The Chief Inspector publishes his inspection report on How the Home Office Tackles Illegal Working.

There are no reliable estimates for the numbers of migrants working illegally in the UK. They try to stay beneath the radar, and their employers are either negligent in respect of their obligations to check their employees’ ‘right to work’ or complicit in hiding such work from the authorities.

The Home Office acknowledges, and there is broad acceptance, that the actual and perceived ease of finding paid work is a significant ‘pull factor’ for migrants looking to enter the UK illegally or to remain here without the legal right to do so.

This inspection focused on the efficiency and effectiveness of efforts by the Home Office’s Immigration, Compliance and Enforcement (ICE) teams to tackle known and suspected instances of illegal working. ICE teams are part of Immigration Enforcement Directorate (IE). They have powers to interview, arrest and detain immigration offenders found working illegally. The inspection looked at whether these powers were being exercised in accordance with the law and with Home Office guidance. It also looked at the effectiveness of the IE team levying civil penalties against employers who had failed to comply with all regulations.

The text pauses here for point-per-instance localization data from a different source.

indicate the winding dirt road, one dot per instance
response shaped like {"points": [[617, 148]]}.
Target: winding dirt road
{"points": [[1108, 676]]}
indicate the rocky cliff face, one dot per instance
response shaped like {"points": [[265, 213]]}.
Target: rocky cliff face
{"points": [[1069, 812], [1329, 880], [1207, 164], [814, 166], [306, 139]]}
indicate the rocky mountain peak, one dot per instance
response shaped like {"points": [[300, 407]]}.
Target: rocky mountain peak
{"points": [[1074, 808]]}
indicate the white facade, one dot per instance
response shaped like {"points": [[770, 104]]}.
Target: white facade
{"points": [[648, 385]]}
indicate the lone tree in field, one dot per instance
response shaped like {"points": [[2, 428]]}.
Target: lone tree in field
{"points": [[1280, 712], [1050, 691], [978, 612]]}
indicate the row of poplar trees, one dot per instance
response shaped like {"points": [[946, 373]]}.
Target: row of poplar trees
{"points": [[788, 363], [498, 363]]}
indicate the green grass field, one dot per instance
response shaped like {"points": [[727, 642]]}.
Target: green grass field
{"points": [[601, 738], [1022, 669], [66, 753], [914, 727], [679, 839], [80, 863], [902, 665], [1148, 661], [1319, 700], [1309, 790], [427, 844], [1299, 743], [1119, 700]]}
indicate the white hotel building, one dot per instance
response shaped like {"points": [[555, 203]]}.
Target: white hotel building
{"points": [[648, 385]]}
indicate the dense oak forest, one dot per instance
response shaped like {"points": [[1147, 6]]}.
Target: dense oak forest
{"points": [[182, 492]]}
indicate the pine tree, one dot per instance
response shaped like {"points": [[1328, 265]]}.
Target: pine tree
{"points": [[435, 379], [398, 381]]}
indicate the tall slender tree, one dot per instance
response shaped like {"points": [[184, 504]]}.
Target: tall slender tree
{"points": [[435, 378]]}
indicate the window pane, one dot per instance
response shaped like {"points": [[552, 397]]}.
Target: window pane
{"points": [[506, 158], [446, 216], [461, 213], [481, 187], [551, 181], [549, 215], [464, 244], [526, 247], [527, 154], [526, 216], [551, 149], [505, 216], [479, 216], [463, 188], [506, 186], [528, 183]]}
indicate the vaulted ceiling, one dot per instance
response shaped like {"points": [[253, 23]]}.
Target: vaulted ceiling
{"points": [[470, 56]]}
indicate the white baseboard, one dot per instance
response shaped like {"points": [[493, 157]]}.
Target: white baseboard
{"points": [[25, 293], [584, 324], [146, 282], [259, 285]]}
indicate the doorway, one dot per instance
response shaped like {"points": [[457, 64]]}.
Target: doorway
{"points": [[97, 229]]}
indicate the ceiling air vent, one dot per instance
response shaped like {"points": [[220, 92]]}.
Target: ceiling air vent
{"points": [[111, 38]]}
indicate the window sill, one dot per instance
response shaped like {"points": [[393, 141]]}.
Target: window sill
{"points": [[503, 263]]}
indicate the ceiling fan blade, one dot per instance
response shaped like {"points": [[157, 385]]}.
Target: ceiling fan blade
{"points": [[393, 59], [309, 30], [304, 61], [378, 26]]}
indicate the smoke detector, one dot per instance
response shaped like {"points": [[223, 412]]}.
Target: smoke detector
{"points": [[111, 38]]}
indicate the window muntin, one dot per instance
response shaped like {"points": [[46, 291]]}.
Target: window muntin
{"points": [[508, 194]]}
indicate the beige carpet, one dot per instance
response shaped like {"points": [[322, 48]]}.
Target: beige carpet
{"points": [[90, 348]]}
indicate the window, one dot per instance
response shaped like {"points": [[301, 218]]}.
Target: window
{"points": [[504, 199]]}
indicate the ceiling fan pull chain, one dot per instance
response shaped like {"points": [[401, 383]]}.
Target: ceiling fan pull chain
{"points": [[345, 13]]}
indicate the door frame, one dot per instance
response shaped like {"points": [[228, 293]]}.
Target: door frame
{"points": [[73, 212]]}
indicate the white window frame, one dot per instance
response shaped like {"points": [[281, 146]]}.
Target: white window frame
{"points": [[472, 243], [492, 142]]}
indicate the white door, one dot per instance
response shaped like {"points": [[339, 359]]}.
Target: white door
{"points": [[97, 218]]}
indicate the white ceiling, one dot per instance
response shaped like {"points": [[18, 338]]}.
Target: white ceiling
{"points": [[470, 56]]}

Prior to 2014, the primary focus for ICE teams was enforcement visits to businesses, mostly restaurants and takeaways, to locate and arrest illegal workers with a view to their enforced removal from the UK. In 2014, the emphasis shifted to ‘educational visits’ to encourage employers to comply with their obligations, and as a result to deny illegal migrants easy access to paid work and increase the numbers leaving the UK voluntarily.

The comparative effectiveness of this ‘new’ approach was hard to assess. However, the Home Office’s interim evaluation of an operation in the areas with the highest known numbers of illegal workers indicated that it had increased voluntary departures. Alongside this, the Home Office had identified and implemented, or had begun to implement, a number of improvements in related processes, for example: widening the allocation of biometric residence permits to make it easier for employers to check employees’ status; reviewing operational guidance and making it more accessible; enhancing local assurance regimes.

The inspection confirmed the need for these improvements and others. It found weaknesses and inconsistencies in operational training and practice. For example, after initial training, new ICE team members were mentored within their team, but this was not supported centrally and therefore varied in content and quality. Detailed examination of 293 official notebooks and other records identified poor record keeping and failures to comply with guidance (and, in some instances, with legislation) in relation to obtaining lawful entry to premises, pursuit of individuals away from target premises, cautioning, questioning and use of handcuffs.

The report makes eight recommendations with an emphasis on operational training, supervision and assurance.

The report was sent to the Home Secretary on 28 October 2015.